Among other things, this error case is prevented according to the invention, as it would result in an immediate shutdown of the drive device and the associated darkening, adjusting, or closure device, which would mean unplannable and costly downtimes of the application. This can be realized with predictive maintenance and corresponding self-diagnostic functions of the drive unit. An acceleration or vibration sensor (inertial sensor) or an inertial measuring unit can therefore also be used for mechanical diagnostics of the overall application, e.g., a door construction.
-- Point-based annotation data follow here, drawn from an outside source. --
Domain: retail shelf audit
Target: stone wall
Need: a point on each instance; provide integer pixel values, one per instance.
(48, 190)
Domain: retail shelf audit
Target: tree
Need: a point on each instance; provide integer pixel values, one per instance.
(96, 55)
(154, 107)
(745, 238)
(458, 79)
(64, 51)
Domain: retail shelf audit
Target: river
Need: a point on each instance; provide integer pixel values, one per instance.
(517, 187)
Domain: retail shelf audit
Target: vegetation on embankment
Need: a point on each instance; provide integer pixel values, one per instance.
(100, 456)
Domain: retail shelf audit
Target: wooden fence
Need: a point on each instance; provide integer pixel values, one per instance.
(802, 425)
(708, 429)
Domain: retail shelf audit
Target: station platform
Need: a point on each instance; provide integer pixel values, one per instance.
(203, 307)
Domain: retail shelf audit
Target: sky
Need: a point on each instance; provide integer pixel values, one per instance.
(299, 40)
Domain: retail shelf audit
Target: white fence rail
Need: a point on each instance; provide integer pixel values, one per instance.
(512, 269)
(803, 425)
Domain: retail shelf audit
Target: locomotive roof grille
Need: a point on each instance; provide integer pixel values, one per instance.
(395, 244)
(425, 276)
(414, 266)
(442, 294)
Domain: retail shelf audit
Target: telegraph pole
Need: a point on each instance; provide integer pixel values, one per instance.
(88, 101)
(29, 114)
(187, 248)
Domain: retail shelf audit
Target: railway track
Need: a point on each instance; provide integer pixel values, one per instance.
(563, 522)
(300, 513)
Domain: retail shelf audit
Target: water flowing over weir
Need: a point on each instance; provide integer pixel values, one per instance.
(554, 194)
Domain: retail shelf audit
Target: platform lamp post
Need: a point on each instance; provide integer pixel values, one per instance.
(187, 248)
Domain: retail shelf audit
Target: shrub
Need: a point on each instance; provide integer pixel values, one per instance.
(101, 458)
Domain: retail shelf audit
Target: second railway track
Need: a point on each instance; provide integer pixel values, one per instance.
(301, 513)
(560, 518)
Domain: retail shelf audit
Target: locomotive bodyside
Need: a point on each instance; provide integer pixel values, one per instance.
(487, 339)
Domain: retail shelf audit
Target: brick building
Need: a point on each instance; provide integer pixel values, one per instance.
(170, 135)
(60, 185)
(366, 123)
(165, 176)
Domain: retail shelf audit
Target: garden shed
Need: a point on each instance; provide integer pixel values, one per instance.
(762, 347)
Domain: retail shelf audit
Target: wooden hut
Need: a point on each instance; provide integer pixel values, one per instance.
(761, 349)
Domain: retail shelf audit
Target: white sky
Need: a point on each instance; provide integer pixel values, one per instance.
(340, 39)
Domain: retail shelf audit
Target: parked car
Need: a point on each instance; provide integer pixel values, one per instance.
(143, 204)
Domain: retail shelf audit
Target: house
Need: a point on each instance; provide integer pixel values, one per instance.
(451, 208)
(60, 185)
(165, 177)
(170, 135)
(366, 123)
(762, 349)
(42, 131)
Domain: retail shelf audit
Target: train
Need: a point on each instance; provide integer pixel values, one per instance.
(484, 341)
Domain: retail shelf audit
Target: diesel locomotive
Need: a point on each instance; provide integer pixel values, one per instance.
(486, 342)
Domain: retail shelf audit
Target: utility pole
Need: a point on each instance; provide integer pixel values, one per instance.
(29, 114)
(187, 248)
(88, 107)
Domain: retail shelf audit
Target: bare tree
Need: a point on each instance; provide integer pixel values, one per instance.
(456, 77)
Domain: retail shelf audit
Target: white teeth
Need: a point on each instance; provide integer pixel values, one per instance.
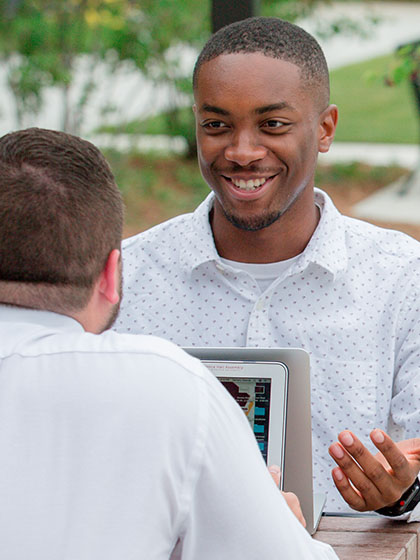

In particular, vibrations and shocks can be measured that indicate a defect in the drive and/or the darkening, adjusting, or closure device.

In addition and/or alternatively, typical wear variables such as oil loss and/or the degree of wear of the worm gear teeth and/or unusual vibrations and shock loads and/or torque loads are measured and evaluated using the electronic sensors and permanently stored in the drive device.

In addition, the solution according to the invention shortens the signal cable paths at the application and mechanically integrates the signal distribution device into the drive device, which is advantageous for reasons of cost and complexity.

According to a first advantageous embodiment of the invention, the drive device has a first brake which is operatively connected to the drive motor and which applies a holding torque to the darkening, adjusting, or closure device via the drive motor for braking and holding the darkening, adjusting, or closure device in a predetermined position, wherein it is possible to detect its state of wear by means of the sensor and evaluation unit and/or to control the first brake as a function of the data determined by the sensor and evaluation unit.